Hofmann: One key focal point of our partnership will be optimising traffic with the help of quantum computing. In this work, we will draw on the findings of our first research project with 10,000 taxis in China's capital, Beijing. Our IT experts now want to expand their special knowledge and develop experimental algorithms that will take a range of factors into consideration, including ways to shorten travel time. We are talking about solutions for individual drivers and for urban traffic planners.

just-auto: Can you provide some specific examples?

Hofmann: One potential use would be options that would show a driver the location of an available e-charging station or parking place. Another potential use would involve integrating urban traffic management systems, public transportation or weather conditions into route planning. By taking this approach, cities could manage traffic associated with major events or construction sites more efficiently and prevent congestion.

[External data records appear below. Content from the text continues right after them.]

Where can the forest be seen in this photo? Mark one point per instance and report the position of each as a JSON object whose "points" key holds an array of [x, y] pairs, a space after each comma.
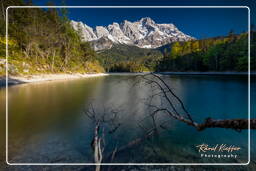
{"points": [[43, 41], [226, 53]]}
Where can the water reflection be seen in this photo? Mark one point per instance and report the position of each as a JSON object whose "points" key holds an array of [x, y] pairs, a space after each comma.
{"points": [[47, 123]]}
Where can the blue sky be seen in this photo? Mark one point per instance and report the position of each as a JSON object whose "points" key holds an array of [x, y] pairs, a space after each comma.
{"points": [[200, 23]]}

In another project, we will simulate material structures, especially for high-performance e-vehicle batteries.

Neven: It is a really exciting project. Here's why: When you work with an architect today and plan a house, he or she can quickly run through a number of options on the computer and show them to you on a monitor. But if you want to develop batteries for e-vehicles, you have no simulation options available to you. We intend to change this. If we succeed, the development process will take off because improvement ideas can be simulated at once on a computer.

just-auto.com: How will you measure the success of your collaboration?

Neven: We want to find as many application areas as possible where we can use quantum computing to come up with better solutions than conventional methods. We are experimenting here. I really think quantum computing has tremendous potential.

Hofmann: We have many years of experience in the writing of automotive tasks and requirements into algorithms. A year ago, we became the first automaker to explore the opportunities created by quantum computing. We are expanding this expertise through our partnership with Google. We are really looking forward to working with them.